De fait, le Coran poursuit sa critique monothéiste et rationnelle et va déconstruire trois des superstitions les plus courantes au temps coranique et, malheureusement, encore à notre époque.[2] Les vs3-5 de la Sourate 113 font ainsi référence à la croyance en la possession, l’envoûtement, le mauvais œil.
Thématiquement, il s’agit d’indiquer que l’irrationalité est liée à l’idolâtrie polythéiste tandis que de manière antithétique les vs1-2 mettent en évidence le lien entre monothéisme et rationalité ; cf. Volet 1 : https://oumma.com/selon-le-coran-possession-envoutement-et-mauvais-oeil-nexistent-pas-analyse-litterale-de-la-sourate-113/
– Voici tout d’abord notre traduction littérale de la Sourate 113, telle que publiée récemment[3] :
Au nom de Dieu, le Tout-Miséricorde, le Tout Miséricordieux
- Dis : Je me réfugie auprès du Seigneur de l’Aube à son lever
- contre le mal de ce qu’Il a créé,
- contre le mal d’une nuit obscure quand elle s’est renforcée,
- contre le mal de celles qui sur les nœuds ont soufflé,
- contre le mal d’un envieux quand il a convoité.
***
– De ces mots : « contre le mal d’une nuit obscure quand elle s’est renforcée », v3. En fonction de ce qui précède, il est ici fait allusion à l’antique peur des Hommes qui, enveloppés par la nuit, l’imaginaient peuplée de créatures maléfiques, les lueurs de l’aurore délivrant alors le monde de cette emprise.

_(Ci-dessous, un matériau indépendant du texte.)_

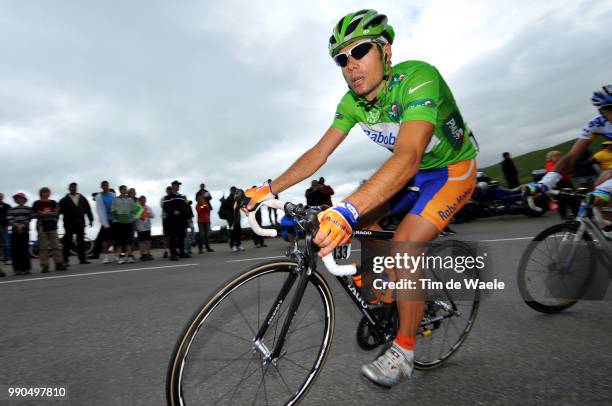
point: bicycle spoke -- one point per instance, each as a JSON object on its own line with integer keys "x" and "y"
{"x": 295, "y": 363}
{"x": 219, "y": 370}
{"x": 283, "y": 379}
{"x": 219, "y": 364}
{"x": 303, "y": 349}
{"x": 259, "y": 387}
{"x": 303, "y": 327}
{"x": 231, "y": 334}
{"x": 235, "y": 386}
{"x": 240, "y": 380}
{"x": 242, "y": 315}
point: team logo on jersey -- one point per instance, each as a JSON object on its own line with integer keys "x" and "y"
{"x": 421, "y": 103}
{"x": 454, "y": 130}
{"x": 396, "y": 80}
{"x": 395, "y": 112}
{"x": 373, "y": 116}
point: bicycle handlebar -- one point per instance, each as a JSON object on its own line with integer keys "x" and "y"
{"x": 328, "y": 260}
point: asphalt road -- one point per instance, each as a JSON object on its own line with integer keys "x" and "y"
{"x": 107, "y": 331}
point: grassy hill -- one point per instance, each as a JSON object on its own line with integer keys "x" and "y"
{"x": 534, "y": 160}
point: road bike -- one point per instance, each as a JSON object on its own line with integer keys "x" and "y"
{"x": 560, "y": 263}
{"x": 264, "y": 336}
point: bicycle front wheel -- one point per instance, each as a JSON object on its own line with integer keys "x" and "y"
{"x": 545, "y": 264}
{"x": 216, "y": 359}
{"x": 447, "y": 320}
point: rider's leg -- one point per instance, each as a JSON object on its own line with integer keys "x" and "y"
{"x": 413, "y": 229}
{"x": 605, "y": 177}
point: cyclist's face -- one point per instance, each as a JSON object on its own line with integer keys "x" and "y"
{"x": 364, "y": 76}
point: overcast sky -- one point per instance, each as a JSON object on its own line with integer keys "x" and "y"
{"x": 231, "y": 92}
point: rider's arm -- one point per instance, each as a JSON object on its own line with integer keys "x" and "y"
{"x": 310, "y": 161}
{"x": 412, "y": 140}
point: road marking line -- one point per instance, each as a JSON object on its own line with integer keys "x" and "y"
{"x": 507, "y": 239}
{"x": 95, "y": 273}
{"x": 254, "y": 259}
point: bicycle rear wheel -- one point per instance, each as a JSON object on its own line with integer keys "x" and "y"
{"x": 447, "y": 320}
{"x": 541, "y": 268}
{"x": 215, "y": 360}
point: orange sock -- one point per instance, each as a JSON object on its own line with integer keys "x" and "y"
{"x": 406, "y": 343}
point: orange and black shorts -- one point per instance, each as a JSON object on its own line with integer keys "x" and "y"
{"x": 436, "y": 194}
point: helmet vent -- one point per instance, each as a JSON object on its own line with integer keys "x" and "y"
{"x": 339, "y": 26}
{"x": 351, "y": 27}
{"x": 375, "y": 21}
{"x": 360, "y": 12}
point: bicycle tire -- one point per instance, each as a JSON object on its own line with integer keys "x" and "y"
{"x": 471, "y": 309}
{"x": 179, "y": 363}
{"x": 522, "y": 278}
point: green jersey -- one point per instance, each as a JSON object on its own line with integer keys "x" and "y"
{"x": 415, "y": 91}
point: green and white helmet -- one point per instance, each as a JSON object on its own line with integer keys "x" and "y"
{"x": 365, "y": 23}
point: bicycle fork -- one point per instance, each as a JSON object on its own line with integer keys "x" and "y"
{"x": 271, "y": 355}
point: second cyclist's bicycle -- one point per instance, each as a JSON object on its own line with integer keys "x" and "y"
{"x": 560, "y": 263}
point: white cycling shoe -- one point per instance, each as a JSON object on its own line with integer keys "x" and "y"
{"x": 390, "y": 367}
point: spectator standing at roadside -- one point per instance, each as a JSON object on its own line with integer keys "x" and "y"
{"x": 204, "y": 193}
{"x": 123, "y": 209}
{"x": 203, "y": 211}
{"x": 19, "y": 220}
{"x": 509, "y": 170}
{"x": 258, "y": 240}
{"x": 73, "y": 209}
{"x": 5, "y": 241}
{"x": 46, "y": 211}
{"x": 165, "y": 228}
{"x": 176, "y": 217}
{"x": 134, "y": 196}
{"x": 232, "y": 216}
{"x": 584, "y": 174}
{"x": 190, "y": 229}
{"x": 604, "y": 156}
{"x": 272, "y": 210}
{"x": 104, "y": 201}
{"x": 143, "y": 227}
{"x": 326, "y": 193}
{"x": 551, "y": 159}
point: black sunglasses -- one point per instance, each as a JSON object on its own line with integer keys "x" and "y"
{"x": 357, "y": 52}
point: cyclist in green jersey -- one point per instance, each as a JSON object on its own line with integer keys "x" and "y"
{"x": 409, "y": 109}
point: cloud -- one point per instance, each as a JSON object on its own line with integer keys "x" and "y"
{"x": 232, "y": 93}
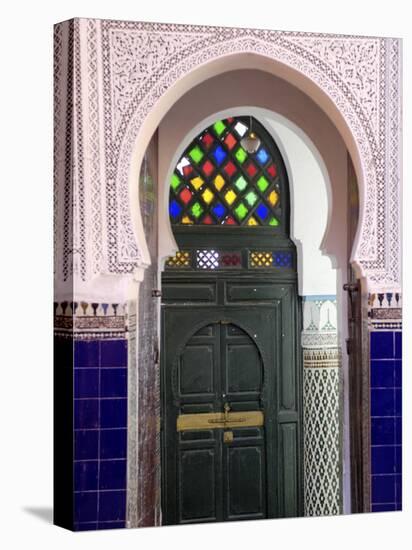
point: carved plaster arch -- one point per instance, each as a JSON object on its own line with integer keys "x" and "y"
{"x": 143, "y": 68}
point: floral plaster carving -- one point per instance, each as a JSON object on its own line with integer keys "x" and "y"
{"x": 127, "y": 67}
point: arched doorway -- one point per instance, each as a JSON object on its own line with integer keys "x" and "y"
{"x": 231, "y": 382}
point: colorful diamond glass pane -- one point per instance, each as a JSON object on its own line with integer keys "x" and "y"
{"x": 251, "y": 198}
{"x": 240, "y": 129}
{"x": 241, "y": 183}
{"x": 219, "y": 155}
{"x": 208, "y": 220}
{"x": 229, "y": 221}
{"x": 207, "y": 196}
{"x": 241, "y": 155}
{"x": 219, "y": 210}
{"x": 252, "y": 221}
{"x": 273, "y": 197}
{"x": 175, "y": 182}
{"x": 262, "y": 156}
{"x": 197, "y": 182}
{"x": 185, "y": 195}
{"x": 262, "y": 183}
{"x": 230, "y": 141}
{"x": 175, "y": 209}
{"x": 197, "y": 209}
{"x": 251, "y": 169}
{"x": 219, "y": 182}
{"x": 208, "y": 168}
{"x": 208, "y": 140}
{"x": 230, "y": 168}
{"x": 219, "y": 127}
{"x": 230, "y": 196}
{"x": 241, "y": 211}
{"x": 196, "y": 154}
{"x": 262, "y": 211}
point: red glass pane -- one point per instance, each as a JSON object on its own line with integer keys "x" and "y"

C’est de ce fond archaïque qu’est née la croyance des Arabes polythéistes quant à l’emprise de forces occultes sur la raison et le corps des Hommes, croyance du reste quasi universelle. Par ailleurs, si l’hapax ghāsiq qualifie effectivement le début de la nuit noire : la « nuit obscure », l’hapax verbal waqaba ne signifie pas s’approfondir, devenir sombre, s’étendre et autres significations faussement induites par l’idée exégétique d’une simple description physique de la nuit s’assombrissant.
Sémantiquement, au sens propre le verbe waqaba signifie s’introduire, se dérober, se cacher, s’enfoncer et, au sens figuré au sujet d’un malheur : envahir, cerner, envelopper, entourer.
En lien avec les fausses croyances que le Coran dénonce, l’on est donc amené à penser que par « contre le mal d’une nuit obscure/ghāsiq quand elle s’est renforcée/waqaba » est donnée l’image de tous les états psychiques et altérations physiques profondes que les Hommes en leur ignorance attribuaient à divers process de possession dus à des êtres maléfiques, djinns, sorciers et autres.
Nous l’avons vu autant de superstitions sans fondement que le Coran rejette rationnellement au nom de la foi en l’unicité de Dieu, laquelle implique qu’aucun élément de la création divine ne puisse détenir la moindre parcelle de pouvoir occulte. Aussi, « Dis : Je me réfugie auprès du Seigneur de l’Aube à son lever [la révélation monothéiste rationnelle] », le seul Maître et le seul détenteur du pouvoir, « contre le mal » de l’ignorance et des superstitions.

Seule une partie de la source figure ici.